本申请公开了一种编译方法,应用于人工智能技术领域。该方法包括:获取神经网络模型的算子描述,算子描述包括对矩阵乘法运算的描述;解析算子描述,以生成目标代码;其中,目标代码调用有第一接口,第一接口用于指示多个第一映射关系,第一映射关系是一个实例与第一数据之间的映射关系,实例用于处理与实例对应的第一数据,第一数据为参与矩阵乘法运算的数据,其中,同一阶段内并行执行的多个实例分别与位于不同存储体bank内的第一数据具有第一映射关系。本方案中,通过指定同一阶段内并行执行的实例对应于不同bank内的数据,保证所有实例均不会同时访问一个bank内的数据,从而避免了共享内存中的bank冲突,有效地提高了执行运算的效率。

Description

一种编译方法及相关装置
本申请要求于2021年06月02日提交中国专利局、申请号为202110615376.3、发明名称为“一种编译方法及相关装置”的中国专利申请的优先权,其全部内容通过引用结合在本申请中。
技术领域
本申请涉及计算机技术领域,尤其涉及一种编译方法及相关装置。
背景技术
人工智能(artificial intelligence,AI)是利用数字计算机或者数字计算机控制的机器模拟、延伸和扩展人的智能,感知环境、获取知识并使用知识获得最佳结果的理论、方法、技术及应用系统。换句话说,人工智能是计算机科学的一个分支,它企图了解智能的实质,并生产出一种新的能以人类智能相似的方式作出反应的智能机器。人工智能也就是研究各种智能机器的设计原理与实现方法,使机器具有感知、推理与决策的功能。
随着人工智能应用成熟度的提升,人工智能相关的应用被辐射到众多领域。深度学习方法,是近年来人工智能领域发展的一个关键推动力,在多种任务中取得了令人瞩目的效果。目前,基于深度学习的网络模型的规模和复杂度呈指数级地增大,尤其是应用于自动驾驶、机器人和内容推荐等热门综合场景下的网络模型。在基于深度学习的网络模型中,大部分的计算都来源于矩阵乘法(General Matrix Multiplication,GEMM)运算,因此对矩阵乘法运算的优化是至关重要的。

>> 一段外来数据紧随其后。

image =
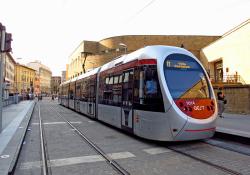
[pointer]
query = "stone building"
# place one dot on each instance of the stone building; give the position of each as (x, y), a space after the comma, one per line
(229, 56)
(55, 83)
(91, 54)
(24, 79)
(44, 76)
(9, 76)
(63, 76)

目前,在编译矩阵乘法运算的过程中,通过解析矩阵乘法运算的算子描述,调用了线程束层级矩阵乘积和累加(Warp-level Matrix Multiply and Accumulate,WMMA)接口来生成执行代码,以通过WMMA接口来执行矩阵乘法运算。然而,目前基于调用WMMA接口的代码执行矩阵乘法运算的效率较低,导致网络模型的运算速度较慢。
发明内容
本申请提供了一种编译方法,通过在对算子描述进行编译的过程中,在生成的目标代码中调用包括特定指令代码的接口,以指定同一阶段内并行执行的实例对应于不同bank内的数据,即可保证所有实例均不会同时访问一个bank内的数据,从而避免了共享内存中所发生的bank冲突,有效地提高了执行运算的效率。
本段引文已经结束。